Without ASTA, the industry has no protection from invasive laws and rulemakings that could seriously harm agencies’ bottom lines, CEO Tony Gonchar told Travel Market Report.
“This isn’t simply just a matter of a public resource going away. This is, if ASTA is not protecting me, who’s going to?” Gonchar said.
Operating at a loss
When Gonchar took over the reins of ASTA almost a year and a half ago, it counted just 25% of travel agents as members. That low participation rate, which hasn’t changed much, is taking a toll on the association.
“For 10 years, ASTA has been operating at a loss. It cannot continue to tap into reserves that are being depleted. The only way we can effectively move forward is to have more people become members. It is a simple mathematical fact.”
Demonstrating its value
Before launching a full-scale membership drive, Gonchar needed first to demonstrate the value of ASTA to agents. It has done so visibly a number of times, he said.
Since January, “ASTA, along with its members, has been successful in defeating laws that would have placed unfair burdens on travel agents.”

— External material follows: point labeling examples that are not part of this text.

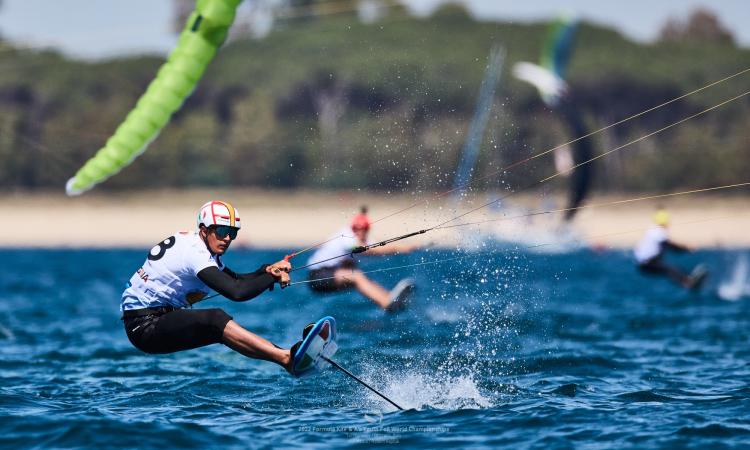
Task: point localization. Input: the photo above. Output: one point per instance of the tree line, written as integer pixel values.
(337, 103)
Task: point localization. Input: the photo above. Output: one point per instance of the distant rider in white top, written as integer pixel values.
(650, 251)
(331, 272)
(179, 272)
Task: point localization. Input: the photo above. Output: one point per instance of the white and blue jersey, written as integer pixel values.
(651, 245)
(342, 244)
(169, 277)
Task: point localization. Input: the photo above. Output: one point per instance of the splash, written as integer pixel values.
(420, 391)
(738, 285)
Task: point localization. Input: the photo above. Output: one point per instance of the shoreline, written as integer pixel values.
(295, 219)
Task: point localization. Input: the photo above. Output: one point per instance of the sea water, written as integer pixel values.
(502, 348)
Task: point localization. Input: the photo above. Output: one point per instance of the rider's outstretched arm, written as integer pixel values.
(237, 287)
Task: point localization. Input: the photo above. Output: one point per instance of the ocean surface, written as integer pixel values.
(500, 349)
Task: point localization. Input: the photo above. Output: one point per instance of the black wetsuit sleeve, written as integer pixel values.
(237, 287)
(669, 245)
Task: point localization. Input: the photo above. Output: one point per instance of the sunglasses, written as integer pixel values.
(222, 231)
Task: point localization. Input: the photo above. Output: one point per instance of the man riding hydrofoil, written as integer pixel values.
(179, 272)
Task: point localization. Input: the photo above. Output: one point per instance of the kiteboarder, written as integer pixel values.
(650, 251)
(330, 273)
(178, 272)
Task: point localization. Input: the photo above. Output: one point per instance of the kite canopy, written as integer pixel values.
(205, 31)
(549, 75)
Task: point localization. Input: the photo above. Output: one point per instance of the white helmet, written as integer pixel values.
(218, 213)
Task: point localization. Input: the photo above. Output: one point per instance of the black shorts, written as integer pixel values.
(168, 331)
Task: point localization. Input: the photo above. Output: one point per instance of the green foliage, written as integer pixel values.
(334, 103)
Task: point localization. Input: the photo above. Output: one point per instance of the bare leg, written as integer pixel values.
(254, 346)
(370, 289)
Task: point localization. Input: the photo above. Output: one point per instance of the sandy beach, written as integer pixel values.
(294, 219)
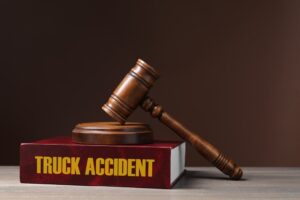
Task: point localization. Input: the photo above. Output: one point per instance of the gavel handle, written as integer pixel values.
(207, 150)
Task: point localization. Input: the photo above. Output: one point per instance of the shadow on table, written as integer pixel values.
(192, 178)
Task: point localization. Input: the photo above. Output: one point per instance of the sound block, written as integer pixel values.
(112, 133)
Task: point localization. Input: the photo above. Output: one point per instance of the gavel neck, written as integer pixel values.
(149, 105)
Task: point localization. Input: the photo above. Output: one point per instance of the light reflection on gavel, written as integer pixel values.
(133, 90)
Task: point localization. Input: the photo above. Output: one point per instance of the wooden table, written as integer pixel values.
(198, 183)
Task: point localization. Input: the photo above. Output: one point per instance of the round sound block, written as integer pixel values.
(112, 133)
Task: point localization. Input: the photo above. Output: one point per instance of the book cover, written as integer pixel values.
(60, 161)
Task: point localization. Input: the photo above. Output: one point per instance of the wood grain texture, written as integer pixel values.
(133, 90)
(198, 183)
(112, 133)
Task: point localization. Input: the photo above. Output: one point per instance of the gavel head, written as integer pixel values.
(131, 91)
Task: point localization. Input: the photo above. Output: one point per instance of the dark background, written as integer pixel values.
(230, 70)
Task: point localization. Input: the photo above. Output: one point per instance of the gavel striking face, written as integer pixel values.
(133, 90)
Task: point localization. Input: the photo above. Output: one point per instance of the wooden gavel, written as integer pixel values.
(133, 90)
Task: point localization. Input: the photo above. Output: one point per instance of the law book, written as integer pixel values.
(60, 161)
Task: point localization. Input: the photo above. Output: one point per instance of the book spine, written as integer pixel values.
(95, 165)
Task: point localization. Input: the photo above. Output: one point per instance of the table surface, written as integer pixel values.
(198, 183)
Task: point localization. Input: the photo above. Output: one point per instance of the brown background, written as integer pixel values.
(230, 70)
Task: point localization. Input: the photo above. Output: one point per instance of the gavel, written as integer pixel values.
(133, 91)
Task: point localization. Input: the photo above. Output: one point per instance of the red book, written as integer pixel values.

State proposals to tax travel agent hotel booking fees were killed in Connecticut, Oregon, Tennessee and Virginia, after lobbying by ASTA and local members. Last year ASTA defeated similar proposals in Texas and Pennsylvania.
More state governments are likely to propose taxing agents, making ASTA’s role all the more critical, Gonchar suggested.
“What we’re seeing is acceleration in proposals to create tax systems that would alleviate some of the state deficits. More than ever there is a need for somebody ensuring that these damaging rules are not passed.”
The association also played a key role in convincing Travelport to rescind aspects of its new Agility program.
And it played an integral part in interpreting for agents the Department of Transportation’s new regulations regarding airfare advertising and all-inclusive pricing.
Gonchar also cited ASTA’s role in the media’s “significant love affair” with the travel agency community that has been in evidence since the beginning of the year.
“All of this press is a result of the efforts of both ASTA and its members demonstrating to the consumer press that there is a tremendous advantage to using a travel advisor.”
Time to step up
Now that ASTA has clearly demonstrated its worth, it is time for the agency community to do its part, Gonchar said.
In considering membership, agents should look past the immediate benefits of membership, such as training courses and FAM trips, he said.
For one thing, increased membership will help ASTA communicate its message on Capitol Hill and elsewhere.
“It’s difficult to go to Capitol Hill and say, ‘I’ve only got 20% of the members of this profession.’ It will resonate much more effectively if we can speak on behalf of a larger percentage.”
Big picture view
Gonchar acknowledged that it isn’t always obvious to agents why they should care about certain ASTA initiatives. “If ASTA is talking about a DOT rulemaking on ancillary fees that is going to be decided in 2013, and I don’t sell airline tickets, well, why is that important to me?”
Gonchar’s answer: “If there isn’t a strong ASTA protecting members, they’ll have to do it themselves. When you think about the costs associated with doing that (lobbying), it becomes a burden that many agencies simply can’t take on.”
ASTA’s Join and Be Counted membership campaign begins May 14 and runs through May 21.
Membership costs are modest and should not prohibit agencies from joining, Gonchar said.
A regular agent membership is $277 per year, or about 76 cents a day. That’s low enough that “it shouldn’t be the deciding factor of whether someone stays in business or not.”